Parliament talks about top-ups
Caring Times Latest
Concern about families paying top-up fees for care home residents was voiced in a Parliamentary debate led by former care minister Paul Burstow this week.
Mr Burstow said there was mounting evidence of confusion and rule breaking over the application of top-up fees by local authorities. He said the rules on top up-up fees need to be examined and told the debate that ‘we need to get this right as top-ups look set to grow in number’.
In response care minister Norman Lamb said he was concerned about the case studies of two older people Paul Burstow had highlighted in his speech. Mr Lamb said they ‘almost sort of smack of exploitation’ of the elderly people involved.
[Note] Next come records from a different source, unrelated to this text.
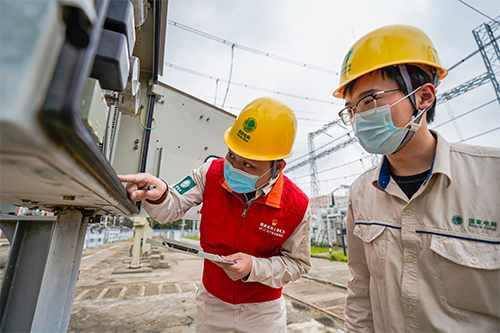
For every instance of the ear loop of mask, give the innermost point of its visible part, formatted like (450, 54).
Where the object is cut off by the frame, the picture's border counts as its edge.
(418, 118)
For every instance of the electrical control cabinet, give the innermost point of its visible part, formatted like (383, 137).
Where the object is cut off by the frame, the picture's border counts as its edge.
(94, 110)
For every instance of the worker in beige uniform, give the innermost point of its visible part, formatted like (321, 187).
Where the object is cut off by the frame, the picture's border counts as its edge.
(252, 215)
(422, 226)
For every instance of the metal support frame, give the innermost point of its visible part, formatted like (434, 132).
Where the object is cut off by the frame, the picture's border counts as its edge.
(40, 277)
(315, 189)
(491, 57)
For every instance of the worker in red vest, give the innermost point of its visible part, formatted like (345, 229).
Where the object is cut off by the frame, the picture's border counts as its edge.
(252, 214)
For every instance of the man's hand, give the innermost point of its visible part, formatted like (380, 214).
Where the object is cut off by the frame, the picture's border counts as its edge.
(141, 180)
(241, 268)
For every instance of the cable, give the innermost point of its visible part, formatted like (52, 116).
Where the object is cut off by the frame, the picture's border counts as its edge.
(230, 75)
(316, 149)
(336, 167)
(331, 179)
(478, 135)
(463, 114)
(478, 11)
(248, 86)
(249, 49)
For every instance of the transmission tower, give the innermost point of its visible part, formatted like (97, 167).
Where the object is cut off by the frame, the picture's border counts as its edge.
(484, 34)
(315, 189)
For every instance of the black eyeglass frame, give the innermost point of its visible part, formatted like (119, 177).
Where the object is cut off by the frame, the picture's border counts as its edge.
(344, 113)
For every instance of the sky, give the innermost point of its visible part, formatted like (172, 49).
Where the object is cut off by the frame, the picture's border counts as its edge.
(318, 34)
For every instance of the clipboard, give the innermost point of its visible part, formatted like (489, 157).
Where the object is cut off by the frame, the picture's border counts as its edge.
(187, 248)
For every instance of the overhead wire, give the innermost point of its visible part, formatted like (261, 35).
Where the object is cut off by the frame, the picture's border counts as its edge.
(465, 113)
(230, 75)
(477, 10)
(249, 86)
(249, 49)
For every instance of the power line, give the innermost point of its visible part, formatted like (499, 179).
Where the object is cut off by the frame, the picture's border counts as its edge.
(332, 179)
(249, 49)
(465, 113)
(481, 134)
(249, 86)
(315, 150)
(230, 75)
(336, 167)
(480, 12)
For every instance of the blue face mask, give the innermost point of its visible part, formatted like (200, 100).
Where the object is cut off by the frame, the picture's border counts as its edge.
(378, 135)
(238, 180)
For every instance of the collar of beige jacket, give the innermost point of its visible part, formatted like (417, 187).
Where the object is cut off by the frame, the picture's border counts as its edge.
(440, 164)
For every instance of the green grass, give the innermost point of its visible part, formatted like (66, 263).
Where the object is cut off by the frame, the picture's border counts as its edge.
(337, 253)
(338, 256)
(315, 250)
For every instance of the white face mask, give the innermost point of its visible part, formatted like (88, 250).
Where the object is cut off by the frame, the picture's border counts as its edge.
(238, 180)
(377, 133)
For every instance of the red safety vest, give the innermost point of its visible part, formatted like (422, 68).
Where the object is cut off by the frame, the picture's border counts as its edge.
(260, 230)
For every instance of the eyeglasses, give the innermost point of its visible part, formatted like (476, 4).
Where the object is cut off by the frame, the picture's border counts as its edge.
(367, 103)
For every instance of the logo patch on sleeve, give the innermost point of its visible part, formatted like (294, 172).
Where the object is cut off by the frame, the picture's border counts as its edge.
(185, 185)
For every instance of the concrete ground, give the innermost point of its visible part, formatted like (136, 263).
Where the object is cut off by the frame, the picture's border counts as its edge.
(110, 297)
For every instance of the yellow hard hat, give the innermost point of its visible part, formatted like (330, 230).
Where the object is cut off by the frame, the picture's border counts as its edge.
(390, 45)
(264, 131)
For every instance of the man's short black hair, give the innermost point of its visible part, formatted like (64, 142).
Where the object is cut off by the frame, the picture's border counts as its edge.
(417, 75)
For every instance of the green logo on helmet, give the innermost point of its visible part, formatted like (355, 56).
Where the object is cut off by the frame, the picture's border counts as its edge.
(250, 124)
(457, 219)
(346, 67)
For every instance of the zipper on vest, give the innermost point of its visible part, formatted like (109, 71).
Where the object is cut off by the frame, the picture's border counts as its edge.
(245, 211)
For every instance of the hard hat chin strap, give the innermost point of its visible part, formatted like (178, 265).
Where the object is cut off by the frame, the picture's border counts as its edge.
(409, 86)
(416, 120)
(275, 168)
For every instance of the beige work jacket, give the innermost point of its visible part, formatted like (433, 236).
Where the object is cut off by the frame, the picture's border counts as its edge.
(295, 258)
(431, 263)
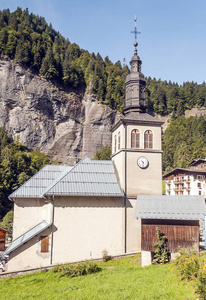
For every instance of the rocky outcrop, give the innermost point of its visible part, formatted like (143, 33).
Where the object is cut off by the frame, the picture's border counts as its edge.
(64, 125)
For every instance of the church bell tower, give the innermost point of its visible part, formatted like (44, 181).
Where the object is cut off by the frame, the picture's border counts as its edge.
(136, 138)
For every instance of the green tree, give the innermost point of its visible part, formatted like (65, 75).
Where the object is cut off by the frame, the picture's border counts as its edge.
(104, 153)
(7, 220)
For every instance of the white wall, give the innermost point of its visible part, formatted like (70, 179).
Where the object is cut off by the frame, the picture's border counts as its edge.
(86, 226)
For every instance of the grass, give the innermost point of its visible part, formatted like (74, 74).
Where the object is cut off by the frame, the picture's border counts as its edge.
(120, 279)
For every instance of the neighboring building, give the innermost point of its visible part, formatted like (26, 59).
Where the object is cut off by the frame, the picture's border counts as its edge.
(3, 234)
(190, 181)
(176, 216)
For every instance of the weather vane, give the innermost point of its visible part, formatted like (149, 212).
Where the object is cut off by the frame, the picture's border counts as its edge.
(135, 34)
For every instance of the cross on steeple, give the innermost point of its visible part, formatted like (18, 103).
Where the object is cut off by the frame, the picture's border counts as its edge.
(135, 35)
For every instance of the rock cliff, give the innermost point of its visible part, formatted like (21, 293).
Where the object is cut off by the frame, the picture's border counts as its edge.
(65, 125)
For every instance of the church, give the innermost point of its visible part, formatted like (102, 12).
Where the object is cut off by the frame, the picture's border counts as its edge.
(72, 213)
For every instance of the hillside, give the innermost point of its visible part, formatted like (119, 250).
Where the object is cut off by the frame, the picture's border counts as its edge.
(65, 125)
(63, 100)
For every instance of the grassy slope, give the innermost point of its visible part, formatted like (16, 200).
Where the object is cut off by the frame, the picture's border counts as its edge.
(119, 279)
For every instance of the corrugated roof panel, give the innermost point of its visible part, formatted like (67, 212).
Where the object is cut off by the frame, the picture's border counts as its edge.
(170, 207)
(27, 236)
(88, 177)
(89, 188)
(35, 186)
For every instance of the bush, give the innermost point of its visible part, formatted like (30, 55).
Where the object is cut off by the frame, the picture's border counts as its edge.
(200, 283)
(78, 269)
(187, 265)
(161, 255)
(106, 257)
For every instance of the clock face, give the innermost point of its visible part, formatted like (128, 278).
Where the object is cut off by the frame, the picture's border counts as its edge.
(142, 162)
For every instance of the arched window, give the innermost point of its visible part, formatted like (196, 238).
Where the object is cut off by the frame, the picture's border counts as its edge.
(118, 140)
(148, 139)
(135, 138)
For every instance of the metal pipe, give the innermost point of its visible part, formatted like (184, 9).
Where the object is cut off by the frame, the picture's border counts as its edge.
(52, 230)
(125, 190)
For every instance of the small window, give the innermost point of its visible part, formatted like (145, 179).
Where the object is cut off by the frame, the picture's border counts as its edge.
(44, 244)
(118, 140)
(135, 138)
(148, 139)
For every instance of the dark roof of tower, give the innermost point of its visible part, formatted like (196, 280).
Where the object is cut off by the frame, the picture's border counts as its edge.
(138, 118)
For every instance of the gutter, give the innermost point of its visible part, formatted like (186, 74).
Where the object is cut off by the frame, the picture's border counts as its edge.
(125, 191)
(52, 230)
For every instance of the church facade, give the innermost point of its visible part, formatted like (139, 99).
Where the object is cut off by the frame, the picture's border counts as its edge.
(67, 214)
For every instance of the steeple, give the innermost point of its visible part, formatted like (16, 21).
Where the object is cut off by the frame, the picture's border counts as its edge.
(135, 83)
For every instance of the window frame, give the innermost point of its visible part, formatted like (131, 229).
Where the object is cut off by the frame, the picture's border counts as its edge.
(148, 139)
(135, 139)
(44, 239)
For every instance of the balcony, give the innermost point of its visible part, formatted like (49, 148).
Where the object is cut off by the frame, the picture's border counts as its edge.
(188, 188)
(179, 188)
(179, 180)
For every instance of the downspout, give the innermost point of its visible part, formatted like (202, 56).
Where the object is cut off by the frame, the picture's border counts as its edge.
(52, 230)
(125, 190)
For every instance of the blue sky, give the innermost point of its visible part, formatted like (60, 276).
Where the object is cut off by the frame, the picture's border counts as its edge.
(172, 43)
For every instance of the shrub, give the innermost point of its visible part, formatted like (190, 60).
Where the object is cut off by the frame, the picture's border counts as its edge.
(79, 269)
(106, 257)
(187, 265)
(200, 283)
(161, 255)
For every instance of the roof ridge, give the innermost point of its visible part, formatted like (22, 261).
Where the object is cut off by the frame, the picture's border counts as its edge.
(59, 178)
(27, 181)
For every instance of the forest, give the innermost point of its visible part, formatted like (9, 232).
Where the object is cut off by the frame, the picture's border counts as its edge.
(17, 164)
(30, 41)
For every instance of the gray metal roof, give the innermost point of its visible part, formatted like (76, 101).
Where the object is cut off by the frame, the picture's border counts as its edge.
(170, 207)
(35, 187)
(88, 178)
(27, 236)
(142, 117)
(181, 171)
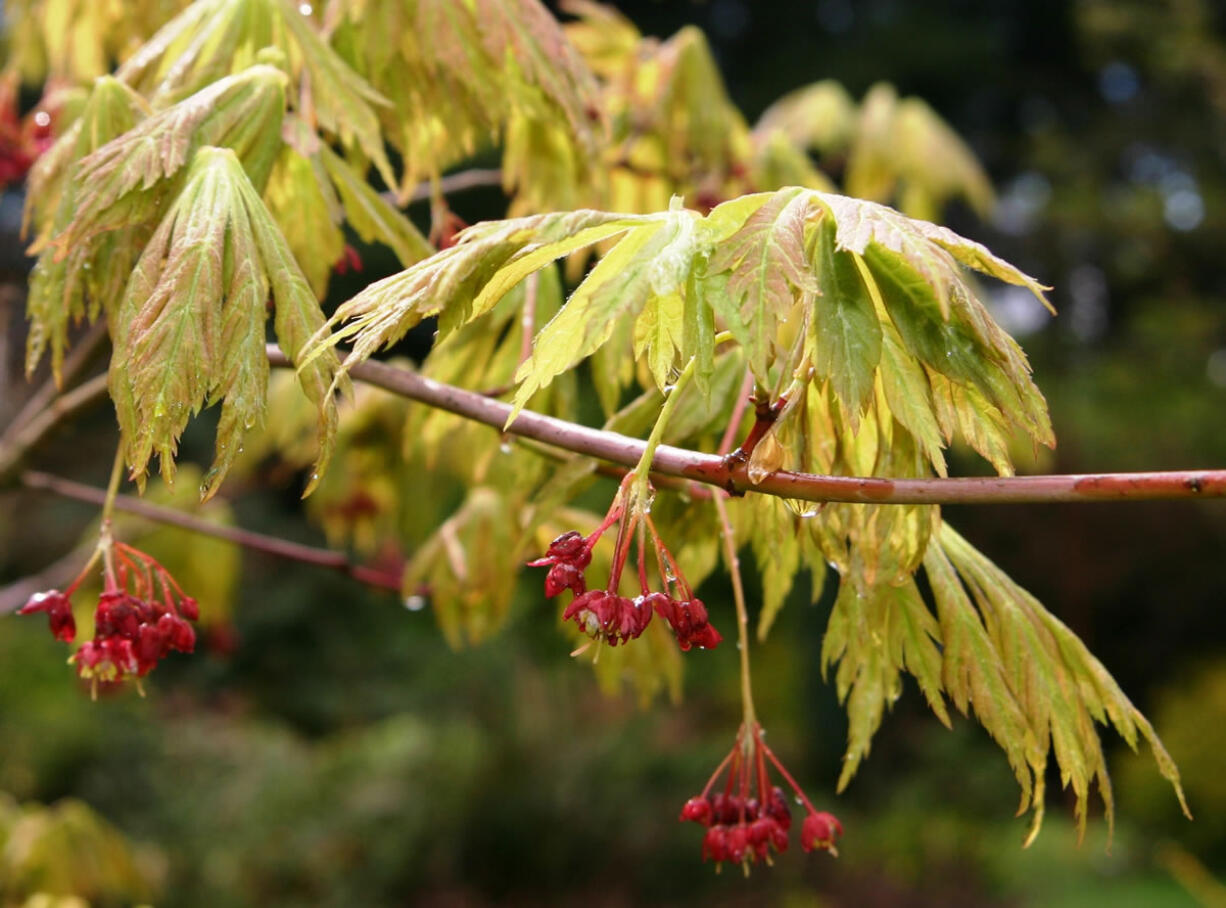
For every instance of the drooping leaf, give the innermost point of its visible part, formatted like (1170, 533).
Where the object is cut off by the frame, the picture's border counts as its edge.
(465, 565)
(766, 271)
(240, 112)
(819, 117)
(1061, 688)
(975, 678)
(873, 637)
(307, 210)
(91, 276)
(845, 333)
(213, 38)
(646, 261)
(460, 75)
(372, 217)
(894, 303)
(190, 327)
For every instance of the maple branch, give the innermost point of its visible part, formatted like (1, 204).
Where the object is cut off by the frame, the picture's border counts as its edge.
(732, 477)
(247, 538)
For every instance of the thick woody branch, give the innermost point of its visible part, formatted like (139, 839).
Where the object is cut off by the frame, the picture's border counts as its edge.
(731, 474)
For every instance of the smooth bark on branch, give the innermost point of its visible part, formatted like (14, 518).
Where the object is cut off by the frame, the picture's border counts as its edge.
(247, 538)
(807, 487)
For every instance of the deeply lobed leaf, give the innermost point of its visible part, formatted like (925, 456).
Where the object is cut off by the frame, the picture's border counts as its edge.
(190, 327)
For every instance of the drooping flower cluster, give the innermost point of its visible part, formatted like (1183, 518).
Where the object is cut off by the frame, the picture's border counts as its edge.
(607, 615)
(141, 616)
(750, 817)
(22, 139)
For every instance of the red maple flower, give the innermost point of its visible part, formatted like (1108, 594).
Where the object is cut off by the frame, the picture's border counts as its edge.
(59, 613)
(605, 614)
(142, 615)
(750, 817)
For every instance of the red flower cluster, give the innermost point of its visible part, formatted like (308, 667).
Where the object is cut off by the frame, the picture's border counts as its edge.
(21, 139)
(59, 613)
(605, 614)
(750, 817)
(141, 616)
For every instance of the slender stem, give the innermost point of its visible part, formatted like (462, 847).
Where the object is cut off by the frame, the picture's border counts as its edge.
(117, 472)
(738, 413)
(738, 590)
(787, 776)
(247, 538)
(803, 487)
(738, 597)
(657, 431)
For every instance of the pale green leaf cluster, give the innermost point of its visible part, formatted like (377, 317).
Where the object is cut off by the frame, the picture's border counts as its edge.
(189, 330)
(76, 283)
(815, 288)
(75, 41)
(992, 648)
(215, 38)
(457, 76)
(863, 325)
(896, 150)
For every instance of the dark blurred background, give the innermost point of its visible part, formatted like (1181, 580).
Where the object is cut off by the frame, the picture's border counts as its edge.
(341, 755)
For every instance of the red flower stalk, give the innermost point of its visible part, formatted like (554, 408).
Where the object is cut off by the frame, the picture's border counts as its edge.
(141, 616)
(605, 614)
(750, 817)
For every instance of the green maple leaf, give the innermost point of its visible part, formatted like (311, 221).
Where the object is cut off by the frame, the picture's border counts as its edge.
(190, 327)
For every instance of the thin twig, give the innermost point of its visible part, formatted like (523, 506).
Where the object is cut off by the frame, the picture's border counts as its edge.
(247, 538)
(804, 487)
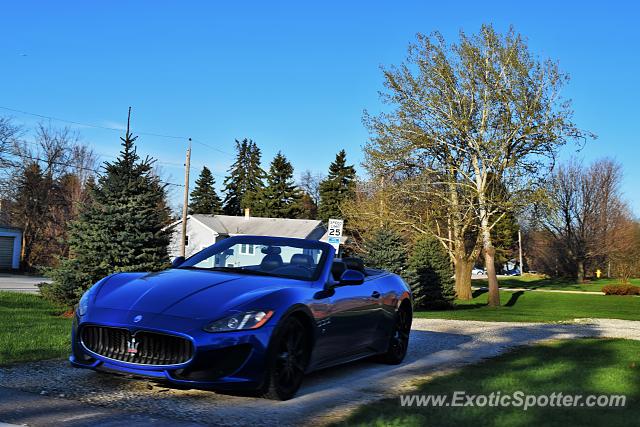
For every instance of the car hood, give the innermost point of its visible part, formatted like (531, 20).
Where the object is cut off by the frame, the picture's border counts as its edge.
(186, 293)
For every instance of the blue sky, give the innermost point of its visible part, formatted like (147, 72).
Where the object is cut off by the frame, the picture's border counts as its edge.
(294, 76)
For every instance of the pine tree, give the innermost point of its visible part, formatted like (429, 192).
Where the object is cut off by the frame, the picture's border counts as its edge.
(245, 180)
(337, 187)
(204, 199)
(120, 229)
(280, 198)
(430, 275)
(386, 250)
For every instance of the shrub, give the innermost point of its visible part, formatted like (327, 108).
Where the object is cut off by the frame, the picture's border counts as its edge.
(430, 275)
(621, 290)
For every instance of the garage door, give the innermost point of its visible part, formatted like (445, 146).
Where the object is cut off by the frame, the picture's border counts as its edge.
(6, 252)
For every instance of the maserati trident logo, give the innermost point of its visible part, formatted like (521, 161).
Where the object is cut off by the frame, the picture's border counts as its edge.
(132, 346)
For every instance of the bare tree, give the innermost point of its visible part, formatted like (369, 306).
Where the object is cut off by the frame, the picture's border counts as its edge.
(50, 175)
(584, 218)
(468, 113)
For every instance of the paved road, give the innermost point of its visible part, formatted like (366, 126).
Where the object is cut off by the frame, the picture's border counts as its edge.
(20, 283)
(436, 346)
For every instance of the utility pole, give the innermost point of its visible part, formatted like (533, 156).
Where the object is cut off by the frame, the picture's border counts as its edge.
(185, 206)
(520, 251)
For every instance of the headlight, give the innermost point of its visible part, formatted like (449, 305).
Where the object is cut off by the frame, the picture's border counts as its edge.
(83, 305)
(240, 321)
Mr Lamb said care home tops-ups ‘must be the positive choice on the part of the person, something that they understand, both in terms of costs and consequences, and never something they should feel pushed into doing as a necessity’.
Janet Morrison, chief executive of the charity Independent age welcomed the debate, saying top-up fees were meant to allow families to pay extra for care above a basic standard but many families were in fact paying for basic care that it was really the responsibility of the council to meet.
“Though councils are supposed to check that families really want to pay extra,” said Ms Morrison.
“Most councils don’t even know the true number of top-up fee agreements in their area. Families should only have to pay top-up fees as a genuine choice and not because they feel backed into a corner by a council or a care home. They need better advice and information before signing and regular reviews of the agreement. But the problem is not simply down to poor practice – our research shows that it is driven by the widespread underfunding of social care by national as well as local government.”